The bad news is that too many data center managers still have not been able to effectively address disaster recovery, whether because of lack of management commitment or lack of knowledge or lack of resources. By effectively, I mean

bullet A comprehensive disaster recovery plan, based on objective assessment of threats, vulnerabilities and exposure to loss

bullet Integration with comprehensive enterprise business continuity programs so that IT disaster recovery is consistent with overall business needs and priorities

bullet A meaningful exercise program, combined with training and plan maintenance, to ensure that the plan is current, realistic, and likely to work when called upon

The good news is that with Peter Gregory’s new book, even a team without prior experience in disaster recovery planning can address these issues — “ . . . those frustrated and hard-working souls who know they’re not dumb, but find that the technical complexities of computers and the myriad of personal and business issues — and all the accompanying horror stories — make them feel helpless,” as www.dummies.com points out.

Disaster recovery is not simply about Katrinas nor earthquakes nor 9/11 catastrophes. Sometimes, the focus on these monumental events could intimidate even the most committed IT manager from tackling disaster recovery planning. Disaster recovery is really about the ability to maintain business as usual — or as close to “as usual” as is feasible and justifiable — whatever gets thrown at IT. Peter’s book helps to establish this perspective and provides a non-nonsense yet manageable foundation. I actually found, despite my long involvement with business continuity and disaster recovery, that he has identified many issues, techniques, and tips which I found quite useful.

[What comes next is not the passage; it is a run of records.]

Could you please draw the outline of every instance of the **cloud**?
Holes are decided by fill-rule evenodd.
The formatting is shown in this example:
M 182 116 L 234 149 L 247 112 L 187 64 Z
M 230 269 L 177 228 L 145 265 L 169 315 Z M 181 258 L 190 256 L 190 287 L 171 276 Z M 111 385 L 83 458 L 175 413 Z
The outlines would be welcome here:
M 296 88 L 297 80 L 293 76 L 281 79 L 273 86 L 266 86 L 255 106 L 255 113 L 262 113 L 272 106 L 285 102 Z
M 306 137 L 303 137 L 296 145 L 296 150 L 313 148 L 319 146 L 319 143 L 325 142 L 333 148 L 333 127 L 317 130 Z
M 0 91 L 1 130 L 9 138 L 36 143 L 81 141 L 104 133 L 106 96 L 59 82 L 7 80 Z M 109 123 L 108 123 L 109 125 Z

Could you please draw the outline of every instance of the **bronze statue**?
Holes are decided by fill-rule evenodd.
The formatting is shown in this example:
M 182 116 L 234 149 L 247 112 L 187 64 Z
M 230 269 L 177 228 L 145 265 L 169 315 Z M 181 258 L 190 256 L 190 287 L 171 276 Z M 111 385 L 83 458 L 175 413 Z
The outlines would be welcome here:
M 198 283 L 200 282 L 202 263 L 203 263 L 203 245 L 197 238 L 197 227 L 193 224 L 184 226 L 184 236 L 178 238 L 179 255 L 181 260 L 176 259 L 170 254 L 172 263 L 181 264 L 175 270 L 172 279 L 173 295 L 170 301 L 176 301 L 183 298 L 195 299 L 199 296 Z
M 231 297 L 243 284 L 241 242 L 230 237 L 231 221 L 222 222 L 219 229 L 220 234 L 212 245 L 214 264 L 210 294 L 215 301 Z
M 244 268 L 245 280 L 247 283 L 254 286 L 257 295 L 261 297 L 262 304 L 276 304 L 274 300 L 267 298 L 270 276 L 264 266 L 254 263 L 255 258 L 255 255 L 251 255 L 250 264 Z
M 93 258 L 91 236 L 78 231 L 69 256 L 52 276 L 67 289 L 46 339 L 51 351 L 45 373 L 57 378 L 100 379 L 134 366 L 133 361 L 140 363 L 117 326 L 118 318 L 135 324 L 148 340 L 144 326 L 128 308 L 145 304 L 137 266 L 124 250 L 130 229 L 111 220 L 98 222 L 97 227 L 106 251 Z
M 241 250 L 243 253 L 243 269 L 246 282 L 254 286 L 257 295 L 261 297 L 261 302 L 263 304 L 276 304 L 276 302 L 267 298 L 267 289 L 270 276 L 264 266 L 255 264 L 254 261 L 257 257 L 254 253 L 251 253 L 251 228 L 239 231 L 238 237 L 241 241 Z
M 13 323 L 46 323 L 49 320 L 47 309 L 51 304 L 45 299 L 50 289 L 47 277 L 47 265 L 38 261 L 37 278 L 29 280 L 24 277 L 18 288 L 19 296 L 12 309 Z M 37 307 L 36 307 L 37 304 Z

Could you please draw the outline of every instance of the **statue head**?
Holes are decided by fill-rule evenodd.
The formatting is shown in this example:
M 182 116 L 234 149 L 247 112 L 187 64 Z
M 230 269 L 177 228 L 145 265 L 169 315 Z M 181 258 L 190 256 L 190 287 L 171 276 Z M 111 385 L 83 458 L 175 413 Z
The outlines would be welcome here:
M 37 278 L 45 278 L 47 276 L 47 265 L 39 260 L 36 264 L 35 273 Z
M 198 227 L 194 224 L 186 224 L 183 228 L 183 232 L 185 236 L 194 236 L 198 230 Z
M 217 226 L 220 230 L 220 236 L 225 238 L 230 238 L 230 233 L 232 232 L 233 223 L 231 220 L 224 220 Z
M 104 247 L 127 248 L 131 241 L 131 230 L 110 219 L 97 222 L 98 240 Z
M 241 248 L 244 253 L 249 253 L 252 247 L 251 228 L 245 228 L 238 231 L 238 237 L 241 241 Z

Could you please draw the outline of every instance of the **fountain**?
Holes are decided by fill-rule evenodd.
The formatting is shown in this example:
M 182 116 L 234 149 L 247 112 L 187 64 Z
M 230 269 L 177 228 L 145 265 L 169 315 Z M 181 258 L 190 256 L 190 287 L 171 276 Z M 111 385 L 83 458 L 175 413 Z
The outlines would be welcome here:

While I confess I enjoyed Italian Wines For Dummies more, Peter Gregory’s new book succeeds in taking the intimidation factor out of IT disaster recovery and offers a common-sense, practical, yet comprehensive process for analyzing, developing, implementing, exercising, and maintaining a successful IT disaster recovery program — even if he has, regrettably, failed miserably to enlighten me about Super-Tuscan wines.

Philip Jan Rothstein, FBCI, is President of Rothstein Associates Inc. (www.rothstein.com, Brookfield, Connecticut USA), a management consultancy focused on business continuity and disaster recovery since 1984. He has edited or written close to 100 books and more than 200 articles, and is publisher of The Rothstein Catalog on Disaster Recovery.